We were literally 4 car lengths from where this grade started. There was no chance at all to run for the hill. I dropped the Alco Power Reverse down in the forward corner, opened the cylinder cocks, turned the sanders on full, released the brakes and carefully opened the throttle. We had moved only a couple feet when we got the word from the rear that we were "All movin!'" That meant that all the slack was stretched and I could open the throttle a bit more without yanking the train in two. By the time we had moved one full engine length and I had the 765's throttle wide open! The sound was deafening! Each exhaust was like a cannon shot going off! The 765 leaned into the grade without so much as a quarter slip, accelerating as best she could with a 29 car train behind her. We got up to about 6 or 7 mph, but with each turn of the drivers we pulled more of the train onto the grade. Slowly but surely the speed dropped until we reached a point where there was more than a second between each exhaust! . . . 

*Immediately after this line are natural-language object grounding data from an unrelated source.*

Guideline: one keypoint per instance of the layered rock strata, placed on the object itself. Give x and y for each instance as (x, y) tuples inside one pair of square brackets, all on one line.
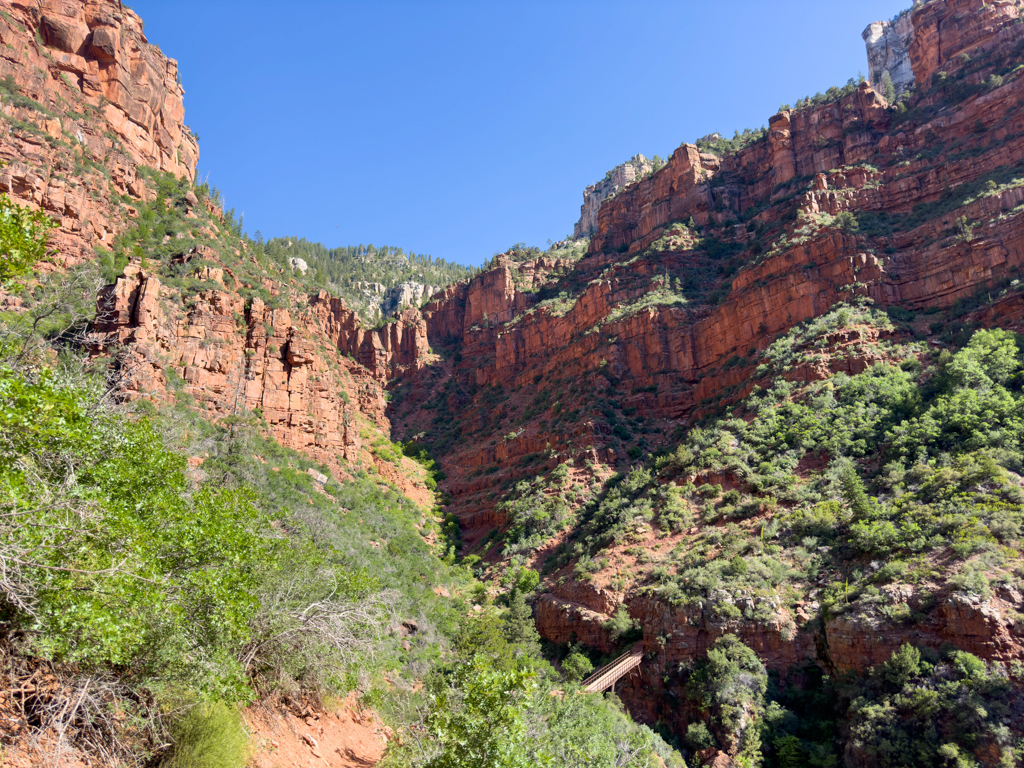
[(593, 196), (88, 100)]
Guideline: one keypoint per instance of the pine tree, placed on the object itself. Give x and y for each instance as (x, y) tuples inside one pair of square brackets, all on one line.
[(519, 628), (854, 494), (888, 89)]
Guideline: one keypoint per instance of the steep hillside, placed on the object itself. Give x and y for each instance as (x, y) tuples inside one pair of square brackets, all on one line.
[(767, 421)]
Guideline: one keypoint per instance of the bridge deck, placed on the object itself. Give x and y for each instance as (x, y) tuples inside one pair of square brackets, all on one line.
[(606, 677)]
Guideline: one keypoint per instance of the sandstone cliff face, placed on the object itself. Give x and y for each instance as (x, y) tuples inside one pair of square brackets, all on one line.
[(593, 196), (691, 269), (93, 99), (407, 296), (889, 50), (590, 332)]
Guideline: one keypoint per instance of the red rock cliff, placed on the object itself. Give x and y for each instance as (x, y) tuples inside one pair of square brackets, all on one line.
[(88, 97)]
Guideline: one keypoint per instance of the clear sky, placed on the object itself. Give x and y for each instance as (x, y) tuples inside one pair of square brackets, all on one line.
[(459, 128)]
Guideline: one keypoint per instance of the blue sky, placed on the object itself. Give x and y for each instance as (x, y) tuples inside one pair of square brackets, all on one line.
[(459, 128)]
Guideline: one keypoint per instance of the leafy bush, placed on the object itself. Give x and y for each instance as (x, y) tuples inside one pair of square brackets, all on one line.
[(210, 735), (919, 713)]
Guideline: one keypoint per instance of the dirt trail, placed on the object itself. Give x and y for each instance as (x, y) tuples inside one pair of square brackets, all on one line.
[(339, 738)]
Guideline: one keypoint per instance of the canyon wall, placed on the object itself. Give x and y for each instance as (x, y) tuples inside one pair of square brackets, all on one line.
[(593, 196), (89, 101), (889, 50)]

Operating this slowly, with maximum throttle and cutoff, full boiler pressure was being used in the cylinders. I had the throttle wide open, the sanders on and the reverse down in the corner...I couldn't do any more than that. In a situation like this, it's actually in the fireman's hands as to whether you make it or not. If Kim let the steam drop back just a couple of pounds, we would stall. But he's one of the best fireman I've ever seen, and it looked like he had the steam gauge welded on 245!

Wham......wham.......wham......that sharp, Baker-timed cannon-shot exhaust kept blasting to the beat of a very slow drummer. Ever so slowly we dragged that big 29 car train up and out of the hole. All the while I was ready with both hands on the throttle in case we slipped, because if we so much as quarter slipped, we would have stalled. But the 765 hung in there and never slipped once! We made it, but this was the hardest pull I've ever seen with the 765. They made 'em good in Lima.

No argument about the quality of Lima steam locomotives.  No matter how good the engine is, though, it's still the apex of manually-operated machinery.  It is the engine crew that makes the difference in the most difficult situations.

My hat is off, to you and to Kim Besecker.